Algorithm 3 can also solve the interpolation step for interpolation-based decoding of \(h\)-folded lLRS codes [23] requiring at most \({\widetilde{O}}\left( s^\omega {\mathfrak {M}}(n)\right) \) operations in \({\mathbb {F}}_{q^m}\), where \(s\le h\) is a decoding parameter and n is the length of the unfolded code.

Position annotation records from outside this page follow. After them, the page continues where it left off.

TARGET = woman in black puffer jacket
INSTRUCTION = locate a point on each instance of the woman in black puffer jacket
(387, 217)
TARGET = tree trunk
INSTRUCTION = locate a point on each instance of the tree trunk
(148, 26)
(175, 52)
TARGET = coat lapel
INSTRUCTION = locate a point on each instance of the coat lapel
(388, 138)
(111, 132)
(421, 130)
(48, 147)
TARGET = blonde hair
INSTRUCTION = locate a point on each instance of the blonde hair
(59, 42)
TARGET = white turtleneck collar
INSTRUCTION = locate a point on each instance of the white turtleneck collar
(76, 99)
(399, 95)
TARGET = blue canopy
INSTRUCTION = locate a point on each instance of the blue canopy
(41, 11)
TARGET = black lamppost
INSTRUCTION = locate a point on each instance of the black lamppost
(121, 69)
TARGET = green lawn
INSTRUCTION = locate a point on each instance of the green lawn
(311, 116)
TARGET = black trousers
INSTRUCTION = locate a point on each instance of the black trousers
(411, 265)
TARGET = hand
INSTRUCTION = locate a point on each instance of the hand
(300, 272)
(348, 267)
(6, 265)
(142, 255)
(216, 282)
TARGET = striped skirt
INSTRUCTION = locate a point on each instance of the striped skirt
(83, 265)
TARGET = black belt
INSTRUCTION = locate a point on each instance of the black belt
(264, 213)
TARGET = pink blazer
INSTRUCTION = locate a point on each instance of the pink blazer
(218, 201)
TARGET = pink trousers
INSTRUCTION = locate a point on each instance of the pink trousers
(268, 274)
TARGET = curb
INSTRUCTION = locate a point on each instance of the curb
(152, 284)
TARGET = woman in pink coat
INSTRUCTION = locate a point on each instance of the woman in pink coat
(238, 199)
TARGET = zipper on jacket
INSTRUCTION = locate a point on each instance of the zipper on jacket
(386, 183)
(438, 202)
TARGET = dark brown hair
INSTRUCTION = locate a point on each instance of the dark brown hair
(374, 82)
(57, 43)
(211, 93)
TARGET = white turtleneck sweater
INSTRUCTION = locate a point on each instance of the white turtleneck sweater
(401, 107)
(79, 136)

Since, unlike the minimal approximant basis approach in [6, 11], Algorithm 3 has no requirements on the interpolation points (related to the evaluation maps), it can be applied in a straight-forward manner to decoding problems of lifted Gabidulin and LRS code variants in the (sum-)subspace metric.

5 Conclusion

We proposed a fast divide-and conquer variant of the Kötter–Nielsen–Høholdt (KNH) interpolation over free modules over skew polynomial rings. We showed how the proposed KNH interpolation can be used to solve the interpolation step of interpolation-based decoding of interleaved Gabidulin, linearized Reed–Solomon and skew Reed–Solomon codes and variants thereof efficiently requiring at most \({\widetilde{O}}\left( s^\omega {\mathfrak {M}}(n)\right) \) operations in \({\mathbb {F}}_{q^m}\), where n is the length of the code, \(s\) the interleaving order, \({\mathfrak {M}}(n)\) the complexity for multiplying two skew polynomials of degree at most n, \(\omega \) the matrix multiplication exponent and \({\widetilde{O}}\left( \cdot \right) \) the soft-O notation which neglects log factors. The computational complexity of the proposed fast KNH variant coincides with the complexity of the currently fastest interpolation algorithms for skew polynomial rings, where the proposed variant relies on the well-known (bottom-up) KNH interpolation algorithm instead of quite involved (top–down) minimal approximant bases techniques. The proposed results also hold for codes defined over general skew polynomials rings (with derivations), except for the complexity analysis. Due to the bottom-up nature of the proposed KNH interpolation there are no requirements on the interpolation points and thus no pre-processing of the interpolation points, which may be required for the top–down minimal approximant bases approaches, is necessary.